Fiction giving birth to the belief that a better world is attainable may even help explain why humans tell stories in the first place.
As the psychologist Raymond Mar writes, “Researchers have repeatedly found that reader attitudes shift to become more congruent with the ideas expressed in a [fictional] narrative.” For example, studies reliably show that when we read a book that treats white men as the default heroes, our own views on white men are likely to move in the same direction – we view them as heroes. History, too, reveals fiction’s ability to change our values at the societal level, for better and worse. For example, Harriet Beecher Stowe’s Uncle Tom’s Cabin helped bring about the Civil War by convincing huge numbers of Americans that Black people are…people, and that enslaving us is a crime against God and man. On the other hand, the 1915 film The Birth of a Nation inflamed racist sentiments and helped resurrect an all but defunct Ku Klux Klan.
However, virtually all storytelling, regardless of genre, increases society’s empathy and reinforces an ethic of decency that is deeper than politics.
Psychologists have found that heavy fiction readers outperform heavy nonfiction readers on tests of empathy, even after the psychologists controlled for the possibility that people who already had high empathy might naturally gravitate to fiction.
One study showed that children ages 4-6, who were exposed to a large number of children’s books and films, had a significantly stronger ability to read the mental and emotional states of other people. Similarly, psychologists recently had people read a short story that was specifically written to induce compassion in the reader. They wanted to see not only if fiction increased empathy, but whether it would lead to actual helping behavior. They found that the more absorbed subjects were in the story, the more empathy they felt, and the more empathy they felt, the more likely the subjects were to help when the experimenters “accidentally” dropped a handful of pens. Highly absorbed readers were twice as likely to help out.
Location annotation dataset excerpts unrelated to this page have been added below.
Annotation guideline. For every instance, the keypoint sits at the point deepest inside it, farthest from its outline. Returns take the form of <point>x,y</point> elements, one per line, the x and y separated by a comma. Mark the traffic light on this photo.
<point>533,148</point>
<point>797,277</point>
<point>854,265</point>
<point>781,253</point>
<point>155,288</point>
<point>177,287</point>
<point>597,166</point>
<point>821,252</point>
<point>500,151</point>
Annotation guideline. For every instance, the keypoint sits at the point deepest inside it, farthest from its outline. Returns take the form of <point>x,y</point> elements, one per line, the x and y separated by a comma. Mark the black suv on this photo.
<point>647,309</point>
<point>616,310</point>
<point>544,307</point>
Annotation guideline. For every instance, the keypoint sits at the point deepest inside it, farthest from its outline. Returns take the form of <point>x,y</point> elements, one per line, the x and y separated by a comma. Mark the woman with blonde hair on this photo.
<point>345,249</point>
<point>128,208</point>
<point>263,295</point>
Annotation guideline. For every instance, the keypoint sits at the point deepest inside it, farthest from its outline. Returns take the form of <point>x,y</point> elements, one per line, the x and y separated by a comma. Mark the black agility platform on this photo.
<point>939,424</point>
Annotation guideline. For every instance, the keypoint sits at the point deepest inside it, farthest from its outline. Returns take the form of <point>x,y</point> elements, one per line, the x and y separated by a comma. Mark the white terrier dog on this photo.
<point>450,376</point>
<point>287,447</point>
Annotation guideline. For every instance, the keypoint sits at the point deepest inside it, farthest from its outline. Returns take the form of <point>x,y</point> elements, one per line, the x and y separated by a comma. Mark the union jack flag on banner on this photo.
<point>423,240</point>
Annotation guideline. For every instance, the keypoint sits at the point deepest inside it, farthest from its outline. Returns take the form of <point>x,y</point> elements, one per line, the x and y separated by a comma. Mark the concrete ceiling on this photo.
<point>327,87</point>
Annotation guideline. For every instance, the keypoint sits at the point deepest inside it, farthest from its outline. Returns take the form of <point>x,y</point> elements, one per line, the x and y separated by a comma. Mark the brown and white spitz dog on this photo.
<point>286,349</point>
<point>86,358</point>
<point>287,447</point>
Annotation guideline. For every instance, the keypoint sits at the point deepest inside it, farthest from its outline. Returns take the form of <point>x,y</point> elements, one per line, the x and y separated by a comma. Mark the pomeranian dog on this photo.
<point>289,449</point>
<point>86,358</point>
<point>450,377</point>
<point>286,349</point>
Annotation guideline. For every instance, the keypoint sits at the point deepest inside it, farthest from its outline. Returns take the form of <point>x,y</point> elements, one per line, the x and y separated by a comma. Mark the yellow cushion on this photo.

It appears that ‘curling up with a good book’ may do more than provide relaxation and entertainment. Reading fiction allows us to learn about our social world and as a result fosters empathic growth and appropriate social behavior.
While fiction sometimes dwells on lewdness, depravity, and simple selfishness, storytellers virtually always put us in a position to judge wrongdoing. More often than not, goodness is endorsed and rewarded and badness is condemned and punished. Fiction generally teaches us that it is profitable to be good.
Furthermore, traditional tales – from heroic epics to sacred myths – perform the essential work of defining group identity and reinforcing cultural values, acting as a kind of social glue that binds fractious individuals together around common values.
On the continent of Africa, history, culture, the sciences, social norms and religious practices are imparted through storytelling and the storytellers – Babalawo, Iyanifa, Sanusi, Djeli – are held in the highest regard and are figures of great power, authority and respect.
The traditional African man and woman have long understood the workings of the brain. Indeed, the study, state and function of the three levels of the brain and mind – or “Ori” – are of the utmost importance in traditional Yoruba society. The more stories – called Ese (sounds, ironically, like “essay”) – a Yoruba knows, the more knowledgeable, wise and understanding he or she is considered to be.
The Yoruba “keeps it real, son.”
And so should you.
Read your nonfiction…then get “real” and pick up a novel.